No.4 Hamilton Place chief operating officer Jonathan Byrne said: "Safe menus leave some guests unsurprised and underwhelmed. We wanted to show organisers how to create interesting menus without frightening the client or guests. Fish, poultry and chocolate can contribute to interesting menus, but there are a variety of options that can be used instead that won’t blow the budget."
Guests enjoyed beverages in the Council Room, before being led to the Bill Boeing Room where they were welcomed by Byrne.
Executive head chef at Dish, Tom Gore, asked guests to recall their favourite and worst menus at events, discussing what worked, what didn’t and why.
Julian Chamberlen from fine wine traders Goedhuis & Co presented an introduction into wine matching as guests were served starters and wine.
Liberty events manager Dessi Greenwood said: "It was a great event. We all got rather competitive in our teams trying to work out the ingredients and form the correct menus. The interactive elements of tasting and discussing were just right and gave me a few ideas to think about for forthcoming events."

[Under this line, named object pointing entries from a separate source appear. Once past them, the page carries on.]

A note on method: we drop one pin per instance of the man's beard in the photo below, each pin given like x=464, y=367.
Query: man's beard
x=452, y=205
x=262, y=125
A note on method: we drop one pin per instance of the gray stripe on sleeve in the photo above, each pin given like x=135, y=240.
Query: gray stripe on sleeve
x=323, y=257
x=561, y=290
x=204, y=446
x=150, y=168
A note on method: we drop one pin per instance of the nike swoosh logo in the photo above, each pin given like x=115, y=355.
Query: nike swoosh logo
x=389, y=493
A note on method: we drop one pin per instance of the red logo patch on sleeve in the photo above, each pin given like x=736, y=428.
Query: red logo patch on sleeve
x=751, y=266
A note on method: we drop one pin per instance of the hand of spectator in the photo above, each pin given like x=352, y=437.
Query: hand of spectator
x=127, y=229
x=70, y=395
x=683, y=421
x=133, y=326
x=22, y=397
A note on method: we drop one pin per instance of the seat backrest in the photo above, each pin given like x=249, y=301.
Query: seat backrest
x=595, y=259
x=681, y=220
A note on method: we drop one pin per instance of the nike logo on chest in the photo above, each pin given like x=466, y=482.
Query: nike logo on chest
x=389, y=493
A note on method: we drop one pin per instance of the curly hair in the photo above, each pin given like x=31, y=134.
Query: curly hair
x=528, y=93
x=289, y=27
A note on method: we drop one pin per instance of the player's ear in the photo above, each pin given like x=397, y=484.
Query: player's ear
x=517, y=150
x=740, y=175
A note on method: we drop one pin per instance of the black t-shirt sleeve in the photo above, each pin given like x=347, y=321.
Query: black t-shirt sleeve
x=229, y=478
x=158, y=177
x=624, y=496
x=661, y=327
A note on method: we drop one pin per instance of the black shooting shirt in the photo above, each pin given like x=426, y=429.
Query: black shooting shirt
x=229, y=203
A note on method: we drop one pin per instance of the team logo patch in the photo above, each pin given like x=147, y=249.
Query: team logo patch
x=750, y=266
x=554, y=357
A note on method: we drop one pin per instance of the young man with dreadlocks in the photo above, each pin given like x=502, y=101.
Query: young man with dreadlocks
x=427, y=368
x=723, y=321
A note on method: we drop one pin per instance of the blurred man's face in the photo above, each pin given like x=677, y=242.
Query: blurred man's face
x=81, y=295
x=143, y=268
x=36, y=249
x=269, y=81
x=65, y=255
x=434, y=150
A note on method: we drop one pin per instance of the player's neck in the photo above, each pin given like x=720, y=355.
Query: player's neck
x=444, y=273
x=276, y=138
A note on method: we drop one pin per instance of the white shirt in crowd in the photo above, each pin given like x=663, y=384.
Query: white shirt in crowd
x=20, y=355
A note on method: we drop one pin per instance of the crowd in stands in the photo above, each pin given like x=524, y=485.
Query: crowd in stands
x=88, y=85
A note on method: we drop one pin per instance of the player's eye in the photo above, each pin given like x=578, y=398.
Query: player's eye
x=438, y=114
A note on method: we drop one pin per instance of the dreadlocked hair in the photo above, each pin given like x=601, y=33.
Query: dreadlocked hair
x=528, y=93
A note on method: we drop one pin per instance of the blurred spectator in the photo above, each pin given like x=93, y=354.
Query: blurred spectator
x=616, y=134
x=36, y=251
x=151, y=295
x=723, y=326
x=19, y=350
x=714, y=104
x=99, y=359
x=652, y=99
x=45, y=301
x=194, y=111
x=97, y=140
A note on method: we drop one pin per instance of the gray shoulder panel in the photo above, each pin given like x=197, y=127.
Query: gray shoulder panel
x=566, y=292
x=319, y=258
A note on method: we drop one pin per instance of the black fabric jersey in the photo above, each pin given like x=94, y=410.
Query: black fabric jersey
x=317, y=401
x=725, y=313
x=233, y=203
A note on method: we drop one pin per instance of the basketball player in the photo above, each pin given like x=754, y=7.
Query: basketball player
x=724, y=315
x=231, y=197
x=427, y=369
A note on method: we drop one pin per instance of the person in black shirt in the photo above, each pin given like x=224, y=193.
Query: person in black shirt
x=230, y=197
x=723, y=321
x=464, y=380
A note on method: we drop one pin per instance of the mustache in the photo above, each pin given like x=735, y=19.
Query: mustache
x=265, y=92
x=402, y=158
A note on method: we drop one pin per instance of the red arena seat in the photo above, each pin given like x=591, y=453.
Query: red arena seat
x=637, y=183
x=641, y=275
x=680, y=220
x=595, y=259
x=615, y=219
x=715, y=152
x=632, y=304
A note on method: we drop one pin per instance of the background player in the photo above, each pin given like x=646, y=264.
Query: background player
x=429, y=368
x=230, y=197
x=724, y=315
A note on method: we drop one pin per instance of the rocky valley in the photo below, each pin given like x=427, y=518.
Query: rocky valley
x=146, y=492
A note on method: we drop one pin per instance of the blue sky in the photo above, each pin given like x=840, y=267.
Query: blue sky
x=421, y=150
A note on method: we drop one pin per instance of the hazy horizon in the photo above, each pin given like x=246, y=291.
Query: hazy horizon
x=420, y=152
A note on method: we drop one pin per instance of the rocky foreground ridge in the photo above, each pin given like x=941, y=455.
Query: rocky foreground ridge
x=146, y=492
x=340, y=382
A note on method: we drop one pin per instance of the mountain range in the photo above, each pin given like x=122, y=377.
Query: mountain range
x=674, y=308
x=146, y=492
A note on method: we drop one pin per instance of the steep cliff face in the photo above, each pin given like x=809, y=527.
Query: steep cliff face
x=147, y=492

• Chicken liver parfait, goose fat potatoes, grape chutney and glazed fig.
• Mackerel and horseradish salad, rocket, dried tomatoes and aged balsamic rubbed on ciabatta.
• Veal wrapped in pancetta, caramelised apple and spring onion and chorizo potato, spring greens and rhubarb and apple jelly.
• Orange mousse with carrot cake and orange puree.
• Date and vanilla tart with mandarin ice cream and pistachio sugar crunch.